Throughout the Makerfield campaign, Burnham argued that “online giants” should pay more through higher taxes on large warehouses. In his LBC interview following this week’s keynote speech, he repeated the case for higher rates on warehouses and major out-of-town developments to fund lower bills for pubs and to lift certain small businesses out of rates altogether.
The mechanism to do so already exists. The Government’s reforms introduced in April 2026 included a 2.8p surtax on properties with rateable values above £500,000 in England, and the enabling legislation allows ministers to raise that levy to as much as 10p without creating a new tax.

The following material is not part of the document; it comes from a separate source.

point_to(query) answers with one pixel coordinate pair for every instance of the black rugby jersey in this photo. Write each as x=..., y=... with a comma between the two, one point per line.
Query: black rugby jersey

The catch, Ryan points out, is that the surtax is not a warehouse tax. It applies to offices, manufacturing sites, logistics assets, airports, data centres and larger retail premises alike. Any increase would land across that far broader base unless the Government designed an entirely new approach.
“The attraction of increasing the existing surtax is obvious,” Probyn added. “It provides an established mechanism for funding additional reliefs elsewhere in the system. The risk is that higher property taxes increase the cost of occupying and investing in many of the sectors that underpin investment, jobs and economic growth. The primary issue remains that property taxes are now too high.”
There is a constitutional wrinkle too. Business rates are already devolved to Scotland, Wales and Northern Ireland, and with devolution at the centre of Burnham’s wider economic agenda, the debate may increasingly turn not only on how rates are reformed in England, but on who ultimately controls one of the country’s most significant business taxes.